Der "Balzac Ägyptens"

Von Suleman Taufiq |
Der einzige arabische Literatur-Nobelpreisträger, der Ägypter Nagib Machfus, ist tot. Er starb im Alter von 94 Jahren in einem Krankenhaus in seiner Heimatstadt Kairo. Viele seiner Geschichten entstanden im Viertel Gamalija der ägyptischen Hauptstadt.
Nagib Machfus: "Meine Liebe gilt den Bewohnern der Gassen. Nicht nur der alten Gassen von Kairo, sondern der Gassen der ganzen Welt."
Nagib Machfus wuchs in einem der ältesten historischen Viertel Alt-Kairos auf.
Der "Meister", wie er liebevoll von seinen Schülern und Freunden gerufen wurde, verbrachte viel Zeit in den Kafffeehäusern der Altstadt. Viele seiner Geschichten entstanden im Viertel Gamalija. Hier hörte er den einfachen Leuten zu, die als wunderbare Charaktere seine Bücher bevölkern.

Nagib Machfus: "In Gamalija habe ich die schönsten Tage meines Lebens verbracht. Es verging keine Woche, in der wir nicht nach Gamalija gingen und im Cafe Fischawi oder einem anderen Cafe in der Midaq-Gasse saßen."

In Gamalija wurde Machfus 1911 geboren. Die Kindheitseindrücke vom farbigen Leben im Schatten der alten Moscheen ließen ihn nicht mehr los. In diesem Umfeld spielen auch viele seiner Romane, wie die Midaq-Gasse und seine Kairo-Trilogie .

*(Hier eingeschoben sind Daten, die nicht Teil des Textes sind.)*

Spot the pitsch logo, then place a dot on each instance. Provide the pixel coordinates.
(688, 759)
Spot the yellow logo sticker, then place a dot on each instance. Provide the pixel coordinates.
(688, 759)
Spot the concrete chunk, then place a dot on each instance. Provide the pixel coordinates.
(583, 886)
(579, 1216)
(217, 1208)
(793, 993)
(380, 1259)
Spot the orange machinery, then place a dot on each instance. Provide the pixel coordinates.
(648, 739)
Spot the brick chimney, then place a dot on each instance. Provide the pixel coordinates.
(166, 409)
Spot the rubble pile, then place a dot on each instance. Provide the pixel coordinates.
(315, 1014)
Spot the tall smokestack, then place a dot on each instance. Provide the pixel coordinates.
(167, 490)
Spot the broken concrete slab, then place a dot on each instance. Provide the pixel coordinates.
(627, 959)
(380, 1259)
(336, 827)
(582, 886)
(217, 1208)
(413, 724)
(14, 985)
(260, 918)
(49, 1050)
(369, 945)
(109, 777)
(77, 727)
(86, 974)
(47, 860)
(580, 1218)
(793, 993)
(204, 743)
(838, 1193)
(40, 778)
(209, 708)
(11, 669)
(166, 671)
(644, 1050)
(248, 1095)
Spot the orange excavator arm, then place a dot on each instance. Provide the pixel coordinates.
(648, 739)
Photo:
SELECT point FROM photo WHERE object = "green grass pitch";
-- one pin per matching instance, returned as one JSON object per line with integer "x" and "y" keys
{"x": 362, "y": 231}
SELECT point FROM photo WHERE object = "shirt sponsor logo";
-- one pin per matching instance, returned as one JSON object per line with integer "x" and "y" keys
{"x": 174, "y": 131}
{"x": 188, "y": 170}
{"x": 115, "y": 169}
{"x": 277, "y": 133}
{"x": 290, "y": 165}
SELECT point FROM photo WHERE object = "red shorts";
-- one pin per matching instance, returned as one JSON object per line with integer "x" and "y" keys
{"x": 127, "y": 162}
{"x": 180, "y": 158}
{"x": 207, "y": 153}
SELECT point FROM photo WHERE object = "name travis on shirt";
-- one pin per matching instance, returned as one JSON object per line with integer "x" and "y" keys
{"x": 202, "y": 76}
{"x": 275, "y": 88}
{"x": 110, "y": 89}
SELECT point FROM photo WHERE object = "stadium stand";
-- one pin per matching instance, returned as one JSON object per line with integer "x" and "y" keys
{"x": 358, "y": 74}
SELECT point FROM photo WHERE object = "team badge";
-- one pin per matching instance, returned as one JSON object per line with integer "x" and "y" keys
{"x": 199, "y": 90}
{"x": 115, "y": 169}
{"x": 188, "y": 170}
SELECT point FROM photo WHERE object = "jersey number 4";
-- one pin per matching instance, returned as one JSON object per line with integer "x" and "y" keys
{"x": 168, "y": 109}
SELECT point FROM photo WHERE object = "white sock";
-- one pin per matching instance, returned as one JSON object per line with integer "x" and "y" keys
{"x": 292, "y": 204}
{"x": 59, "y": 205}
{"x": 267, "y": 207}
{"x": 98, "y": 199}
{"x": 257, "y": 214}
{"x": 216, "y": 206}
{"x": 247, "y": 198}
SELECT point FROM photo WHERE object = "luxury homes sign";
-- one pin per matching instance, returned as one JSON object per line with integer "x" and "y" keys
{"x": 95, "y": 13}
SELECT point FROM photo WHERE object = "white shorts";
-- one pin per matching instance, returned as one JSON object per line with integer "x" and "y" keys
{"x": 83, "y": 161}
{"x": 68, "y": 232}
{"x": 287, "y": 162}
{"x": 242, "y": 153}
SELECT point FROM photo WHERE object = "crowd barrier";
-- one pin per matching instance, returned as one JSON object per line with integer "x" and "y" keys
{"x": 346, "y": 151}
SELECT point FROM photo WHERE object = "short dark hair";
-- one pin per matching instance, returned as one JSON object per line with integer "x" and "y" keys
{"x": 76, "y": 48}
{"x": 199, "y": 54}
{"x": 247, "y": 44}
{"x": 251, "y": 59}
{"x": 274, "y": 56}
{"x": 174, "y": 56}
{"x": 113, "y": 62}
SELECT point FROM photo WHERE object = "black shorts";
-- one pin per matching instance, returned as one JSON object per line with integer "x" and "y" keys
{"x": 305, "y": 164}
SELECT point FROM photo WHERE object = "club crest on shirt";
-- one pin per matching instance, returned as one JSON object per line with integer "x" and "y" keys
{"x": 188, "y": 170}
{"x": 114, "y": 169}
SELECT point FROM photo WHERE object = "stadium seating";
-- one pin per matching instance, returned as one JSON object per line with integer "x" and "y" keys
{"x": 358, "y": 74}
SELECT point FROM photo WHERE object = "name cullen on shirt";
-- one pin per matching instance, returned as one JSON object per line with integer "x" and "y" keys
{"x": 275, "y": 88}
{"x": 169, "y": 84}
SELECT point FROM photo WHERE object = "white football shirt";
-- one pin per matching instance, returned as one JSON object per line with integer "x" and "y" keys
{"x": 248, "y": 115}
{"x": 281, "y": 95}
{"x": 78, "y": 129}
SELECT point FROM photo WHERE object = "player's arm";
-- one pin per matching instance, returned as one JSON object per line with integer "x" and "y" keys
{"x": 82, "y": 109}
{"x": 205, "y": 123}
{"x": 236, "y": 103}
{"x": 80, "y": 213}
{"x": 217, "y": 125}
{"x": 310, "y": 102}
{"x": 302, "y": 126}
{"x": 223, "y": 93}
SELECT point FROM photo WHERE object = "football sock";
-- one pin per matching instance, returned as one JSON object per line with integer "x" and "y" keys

Man nennt Machfus in der arabischen Welt den "Balzac Ägyptens", rückte ihn in die Nähe von Tolstoi, Dickens und Thomas Mann. Er ist der "Vater des ägyptischen Romans".
Nagib Machfus hat sich für den Roman entschieden, eine Literaturgattung, die damals in der arabischen Welt noch völlig unbekannt war. Er hat alle Elemente der volkstümlichen Erzählkunst in sein episches Werk aufgenommen. Als erster wagte er es, schreibend "zu erzählen".

Nagib Machfus: "Bei uns verstand man damals unter Literatur den Essay, die Poesie und die Geschichtsschreibung. ….. Man betrachtete ‚Tausendundeine Nacht’ als ein Produkt der Volksdichtung, das keinerlei literarische Bedeutung hatte."

Das nahezu 50 Romane, Kurzgeschichten und Novellen umfassende Lebenswerk ist in die Weltliteratur eingegangen. Machfus ist bekannt für seinen trockenen Humor, der aus der Tiefe seines gesamten Denkens aufblitzt. Man erzählt in Kairo, dass die meisten politischen Witze von ihm im Kaffeehaus erfunden wurden.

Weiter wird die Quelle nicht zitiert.